According to the present invention, it is possible to control the lifetime of a selected area by the above-described method, which is impossible with the prior art. As a result, in the conventional irradiation of charged particle beams over the entire surface of the semiconductor substrate, a semiconductor device in which a power element such as a power IC and its control circuit are mixed,
Although it has been difficult to increase the speed of the power element by lifetime control without affecting the control circuit, the present invention can increase the speed of the power element without substantially affecting the control circuit.

Conventionally, horizontal IGB mounted on a power IC
At T, the method of increasing the speed was only the method using the anode short structure, and the turn-off fall time could only be increased up to about several hundred ns.
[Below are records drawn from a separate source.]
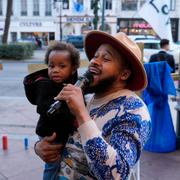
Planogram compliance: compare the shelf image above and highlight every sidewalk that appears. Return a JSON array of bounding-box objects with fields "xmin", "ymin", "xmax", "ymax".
[{"xmin": 0, "ymin": 51, "xmax": 180, "ymax": 180}]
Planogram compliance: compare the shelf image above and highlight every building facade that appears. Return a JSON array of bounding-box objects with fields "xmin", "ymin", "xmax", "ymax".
[{"xmin": 0, "ymin": 0, "xmax": 180, "ymax": 44}]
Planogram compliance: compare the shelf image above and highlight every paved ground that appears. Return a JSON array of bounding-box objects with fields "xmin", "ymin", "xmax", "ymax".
[{"xmin": 0, "ymin": 51, "xmax": 180, "ymax": 180}]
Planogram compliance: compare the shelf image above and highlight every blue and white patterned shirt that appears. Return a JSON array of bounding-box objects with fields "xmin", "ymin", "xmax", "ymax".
[{"xmin": 59, "ymin": 89, "xmax": 151, "ymax": 180}]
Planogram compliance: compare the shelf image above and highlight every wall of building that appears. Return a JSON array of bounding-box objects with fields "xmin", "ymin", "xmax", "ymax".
[{"xmin": 0, "ymin": 0, "xmax": 180, "ymax": 41}]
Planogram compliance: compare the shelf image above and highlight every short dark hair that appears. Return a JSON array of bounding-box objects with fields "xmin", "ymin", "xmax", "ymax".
[
  {"xmin": 160, "ymin": 39, "xmax": 169, "ymax": 48},
  {"xmin": 44, "ymin": 41, "xmax": 80, "ymax": 68}
]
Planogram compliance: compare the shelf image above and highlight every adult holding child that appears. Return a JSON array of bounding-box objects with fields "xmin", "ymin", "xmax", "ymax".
[{"xmin": 35, "ymin": 31, "xmax": 150, "ymax": 180}]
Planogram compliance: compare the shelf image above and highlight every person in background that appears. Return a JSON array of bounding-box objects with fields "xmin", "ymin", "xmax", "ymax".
[
  {"xmin": 149, "ymin": 39, "xmax": 176, "ymax": 73},
  {"xmin": 35, "ymin": 31, "xmax": 151, "ymax": 180},
  {"xmin": 24, "ymin": 41, "xmax": 80, "ymax": 180}
]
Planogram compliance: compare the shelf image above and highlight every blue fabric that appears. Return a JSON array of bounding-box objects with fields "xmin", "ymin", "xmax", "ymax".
[
  {"xmin": 43, "ymin": 161, "xmax": 60, "ymax": 180},
  {"xmin": 142, "ymin": 62, "xmax": 176, "ymax": 152}
]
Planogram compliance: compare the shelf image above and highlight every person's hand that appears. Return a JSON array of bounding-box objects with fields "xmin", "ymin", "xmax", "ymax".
[
  {"xmin": 55, "ymin": 84, "xmax": 91, "ymax": 125},
  {"xmin": 34, "ymin": 133, "xmax": 63, "ymax": 163}
]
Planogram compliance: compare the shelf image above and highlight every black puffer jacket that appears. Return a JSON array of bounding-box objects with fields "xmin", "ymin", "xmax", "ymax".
[{"xmin": 23, "ymin": 69, "xmax": 77, "ymax": 143}]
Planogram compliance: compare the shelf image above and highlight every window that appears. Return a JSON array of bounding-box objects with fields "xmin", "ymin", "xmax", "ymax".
[
  {"xmin": 0, "ymin": 0, "xmax": 3, "ymax": 16},
  {"xmin": 63, "ymin": 0, "xmax": 69, "ymax": 9},
  {"xmin": 33, "ymin": 0, "xmax": 39, "ymax": 16},
  {"xmin": 122, "ymin": 0, "xmax": 138, "ymax": 11},
  {"xmin": 21, "ymin": 0, "xmax": 27, "ymax": 16},
  {"xmin": 105, "ymin": 0, "xmax": 112, "ymax": 9},
  {"xmin": 45, "ymin": 0, "xmax": 52, "ymax": 16}
]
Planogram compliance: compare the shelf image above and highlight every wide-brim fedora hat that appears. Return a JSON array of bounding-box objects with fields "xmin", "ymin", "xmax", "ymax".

If lifetime control is performed in the vicinity, the turn-off fall time can be shortened to several tens of ns, and the period of the switching transient state is shortened, so that the loss due to switching can be greatly reduced. Further, since the loss is reduced, the heat generation of the power IC as a whole is reduced as compared with the related art, so that the current capacity of the power IC can be increased, and the device can be highly integrated and downsized.

[Brief description of the drawings]

FIG. 1 is a sectional view of a semiconductor substrate for illustrating a basic flow of a manufacturing method according to the present invention.

FIG. 2 is a cross-sectional view of a lateral IGBT whose speed has been increased by the manufacturing method according to the present invention.

[Explanation of symbols]

Reference Signs List 1 semiconductor substrate 2 resist mask 3 selection region 4 region 5 dielectric 6 N ⁻ region 7 P ⁺ gate region 8 N ⁺ source region 9 P ⁺ drain region (anode) 10 thick film resist mask 11 high concentration region 12 thick film resist mask 13 High concentration region 14 Gate electrode 15 Source electrode 16 Drain electrode 17 Si oxide film

Claims (1)

(57) [Claims] In a method of manufacturing a semiconductor device in which a region for shortening the recombination lifetime of carriers is formed, a specific impurity atom concentration is relatively increased in the region in advance.
Next, a step of irradiating the entire surface of the semiconductor device with a charged particle beam, selectively increasing the density of specific defect states in the region, and changing the region to a region having a reduced recombination lifetime is provided. A method for manufacturing a semiconductor device.